Comparison of the probabilities of misclassification for the estimated linear, quadratic, and unbiased density discriminant functions using asymptotic expansions

Standard discriminant functions tend to perform well only with large training samples. This study developed a theoretical foundation for deriving the asymptotic expansions of the probabilities of misclassification for a broad class of discriminant functions. Three of these were evaluated: the linear discriminant function (LDF), the quadratic discriminant function (QDF), and the unbiased-density discriminant function (UDF). The UDF is based on the UMVU estimator of the multivariate normal density function and is asymptotically equivalent to the QDF. A class of polynomials with multiple matrix arguments as well as concepts of discrimination potential, efficiency, and deficiency were defined. Under the assumption of equal covariances in multivariate normal populations the deficiencies of the QDF and UDF relative to the LDF indicated that both functions are inferior to the LDF and that the UDF is always inferior to the QDF. An evaluation of efficiencies with smaller sample sizes showed that when the distance between populations is small, the relative efficiencies of the QDF and UDF are quite poor compared to the LDF with the UDF always slightly worse.
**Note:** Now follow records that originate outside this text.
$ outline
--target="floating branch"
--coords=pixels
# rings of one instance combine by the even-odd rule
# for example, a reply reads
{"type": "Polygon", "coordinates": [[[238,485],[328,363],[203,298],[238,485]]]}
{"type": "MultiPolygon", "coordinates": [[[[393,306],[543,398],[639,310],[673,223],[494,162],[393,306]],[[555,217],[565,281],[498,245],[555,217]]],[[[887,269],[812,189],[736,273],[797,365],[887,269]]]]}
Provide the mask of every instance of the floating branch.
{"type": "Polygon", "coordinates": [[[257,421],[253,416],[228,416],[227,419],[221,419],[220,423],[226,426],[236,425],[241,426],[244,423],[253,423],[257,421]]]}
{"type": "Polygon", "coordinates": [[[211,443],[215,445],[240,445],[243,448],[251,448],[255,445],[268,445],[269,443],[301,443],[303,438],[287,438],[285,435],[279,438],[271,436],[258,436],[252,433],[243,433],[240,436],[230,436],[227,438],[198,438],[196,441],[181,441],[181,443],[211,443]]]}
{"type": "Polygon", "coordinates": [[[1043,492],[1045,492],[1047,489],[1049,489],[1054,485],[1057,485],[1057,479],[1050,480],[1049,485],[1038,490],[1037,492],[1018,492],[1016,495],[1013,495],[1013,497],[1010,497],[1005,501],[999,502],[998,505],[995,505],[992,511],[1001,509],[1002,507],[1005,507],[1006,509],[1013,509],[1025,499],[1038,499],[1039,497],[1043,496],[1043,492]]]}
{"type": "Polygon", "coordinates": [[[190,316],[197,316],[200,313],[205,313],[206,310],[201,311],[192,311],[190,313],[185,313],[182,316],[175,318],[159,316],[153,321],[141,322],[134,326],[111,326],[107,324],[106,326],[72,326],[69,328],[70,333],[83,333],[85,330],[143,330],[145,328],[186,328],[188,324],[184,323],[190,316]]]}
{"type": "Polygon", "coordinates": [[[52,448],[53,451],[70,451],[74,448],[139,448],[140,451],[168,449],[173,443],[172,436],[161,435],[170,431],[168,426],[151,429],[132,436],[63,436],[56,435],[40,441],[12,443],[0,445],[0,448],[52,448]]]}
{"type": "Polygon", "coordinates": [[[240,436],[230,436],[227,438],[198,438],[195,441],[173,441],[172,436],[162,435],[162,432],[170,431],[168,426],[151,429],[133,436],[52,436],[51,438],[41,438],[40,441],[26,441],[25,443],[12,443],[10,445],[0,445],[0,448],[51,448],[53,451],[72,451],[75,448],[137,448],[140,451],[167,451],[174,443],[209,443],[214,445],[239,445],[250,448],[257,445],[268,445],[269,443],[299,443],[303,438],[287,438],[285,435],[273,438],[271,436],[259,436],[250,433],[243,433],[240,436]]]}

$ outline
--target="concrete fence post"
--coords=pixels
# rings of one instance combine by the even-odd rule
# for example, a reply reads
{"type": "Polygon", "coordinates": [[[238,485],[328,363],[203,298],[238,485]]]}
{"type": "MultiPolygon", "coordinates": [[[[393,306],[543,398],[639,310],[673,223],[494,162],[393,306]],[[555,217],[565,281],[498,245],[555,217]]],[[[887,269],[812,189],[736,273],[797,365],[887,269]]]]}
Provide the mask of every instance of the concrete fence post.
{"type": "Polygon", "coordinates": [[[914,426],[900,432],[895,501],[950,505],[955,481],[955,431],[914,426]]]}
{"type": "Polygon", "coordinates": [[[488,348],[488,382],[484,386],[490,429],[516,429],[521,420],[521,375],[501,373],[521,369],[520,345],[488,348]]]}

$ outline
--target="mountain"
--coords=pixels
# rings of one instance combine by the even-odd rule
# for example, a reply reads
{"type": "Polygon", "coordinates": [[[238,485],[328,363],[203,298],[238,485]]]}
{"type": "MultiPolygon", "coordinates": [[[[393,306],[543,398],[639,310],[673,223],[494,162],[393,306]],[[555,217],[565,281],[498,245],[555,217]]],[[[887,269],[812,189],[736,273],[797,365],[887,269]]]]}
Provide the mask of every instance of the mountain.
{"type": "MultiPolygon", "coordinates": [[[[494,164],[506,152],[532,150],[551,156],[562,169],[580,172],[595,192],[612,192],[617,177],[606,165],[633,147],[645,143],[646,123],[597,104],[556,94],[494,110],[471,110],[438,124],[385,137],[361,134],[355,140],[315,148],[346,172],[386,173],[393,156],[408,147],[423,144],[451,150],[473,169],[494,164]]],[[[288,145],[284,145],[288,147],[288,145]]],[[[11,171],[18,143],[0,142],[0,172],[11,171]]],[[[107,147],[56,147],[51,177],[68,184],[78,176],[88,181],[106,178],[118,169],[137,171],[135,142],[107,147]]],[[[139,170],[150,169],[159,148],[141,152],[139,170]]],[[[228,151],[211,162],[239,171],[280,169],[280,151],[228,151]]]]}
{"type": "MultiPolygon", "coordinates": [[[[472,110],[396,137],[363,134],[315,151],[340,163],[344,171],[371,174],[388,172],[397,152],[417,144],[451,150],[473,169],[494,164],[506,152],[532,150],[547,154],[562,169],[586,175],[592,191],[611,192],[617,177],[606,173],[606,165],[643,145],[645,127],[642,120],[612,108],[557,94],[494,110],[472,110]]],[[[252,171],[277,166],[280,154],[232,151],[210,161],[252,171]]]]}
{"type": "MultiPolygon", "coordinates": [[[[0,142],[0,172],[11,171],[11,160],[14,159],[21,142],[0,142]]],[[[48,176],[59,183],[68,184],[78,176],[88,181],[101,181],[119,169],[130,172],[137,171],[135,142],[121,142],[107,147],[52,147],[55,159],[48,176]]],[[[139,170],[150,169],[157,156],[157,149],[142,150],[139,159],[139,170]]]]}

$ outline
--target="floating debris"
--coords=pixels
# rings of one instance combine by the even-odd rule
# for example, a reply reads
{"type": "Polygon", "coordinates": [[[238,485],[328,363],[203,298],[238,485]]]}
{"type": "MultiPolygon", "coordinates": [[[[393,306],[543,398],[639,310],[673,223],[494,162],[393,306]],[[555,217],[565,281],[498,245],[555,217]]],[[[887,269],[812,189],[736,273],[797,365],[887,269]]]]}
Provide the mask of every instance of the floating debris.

Under the assumption of unequal covariances, the UDF continued to perform poorly while the QDF outperformed the LDF only for large sample sizes and large differences in covariances. An application to medical diagnosis using clinical laboratory test was studied. The main conclusions from the research were that the UDF is inferior to the QDF and that optimal density estimation does not improve the discriminant function under the conditions studied. An approach that deserves further research is the optimal estimation of the partition between population. The field of discriminant analysis needs a firmer theoretical basis instead of the current empirical approaches.